My Aunt was working for Mrs. Blank, name apparently not known; she was weaving blankets. Someone said, "there are soldiers coming and Mrs. Blanks brother took $300 out of his pocket and threw it into my Aunt's lap and said that if she could save it she could have it. The reason he did this was because he knew the soldiers would take it away from him. My Aunt had reddish brown hair, she undid her hair and twisted the bills in her hair. The Yankee soldiers searched the men and when they didn't find any money they left. My aunt unrolled her hair and gave the money back.
My Grandfather had gone to the mill which was a long journy as he had to drive oxen.
My Grandmother heard a noise outside and she went to see what it was. When she went out she saw that her smoke house was full of Indians. She had always heard that an Indian admires a brave person. She had a poking stick that they rolled the back logs in the fireplace. She came out with it and went to the smoke house and pointed to the door and told them to get out. They all went out one behind the other. Then one started in with a new butcher knife and grunted ugh, ugh, and laid the knife down and picked up a pumpkin and started off. My Grandmother nodded her head meaning it was all right. He did this three times, each time laying a knife down. The Indians cut the pumpkins in strips and hung them across the ponys back and said ugh ugh and rode away. These were friendly Indians and the government had given the knives.
My Aunt and her sixteen year old brother lived on a farm and one day she was working in her garden. An army regiment came to the town, the captain came down to where she was working in the garden and said, "miss, arn't you afraid the soldiers will come and destroy your garden? She told them no. She said that if they knew how hard she had to work to support a widowed mother and sister, not one man would take a thing out of this garden. He went back to his regiment and described the farm to them and told them not to bother a thing and if they did and he found it out he would punish them. They went on their way and didn't bother her garden.
My Grandmother had a maid who was from Africa. She was a queen of her tribe. When she slept she made her bed on the floor and rolled up in it. She slept with her feet to the fireplace. One day she was hoeing in the field and threw up her hoe and said "Mrs. Nancy is going to have a baby today and she wouldn't work any more that day and went over to see and sure enough she had a baby son.
My great grandmother was a close observer of things and one day she noticed marks where the steps had been moved so she looked under the steps and she found several quills. She opened them and found they were full of gun powder. She burned them.
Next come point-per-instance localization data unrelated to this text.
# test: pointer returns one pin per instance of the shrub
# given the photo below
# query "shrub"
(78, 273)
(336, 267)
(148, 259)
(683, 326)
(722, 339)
It was the superstition of those days to find anything of that nature was an attempt to conjure a person.
An Indian came one night at bedtime and wanted some bacon. He cooked the bacon over the fireplace. He then popped corn in the skillet. He wanted to stay all night and she let him sleep by the fireplace. A Miss Hall stayed with my grandmother as her husband was away. She wanted to kill the Indian while he was asleep but our grandmother being a Christian woman would not let her. Then she threw his gun powder over and it made him mad and when he left he stole the best deer hunting dog my grandfather had.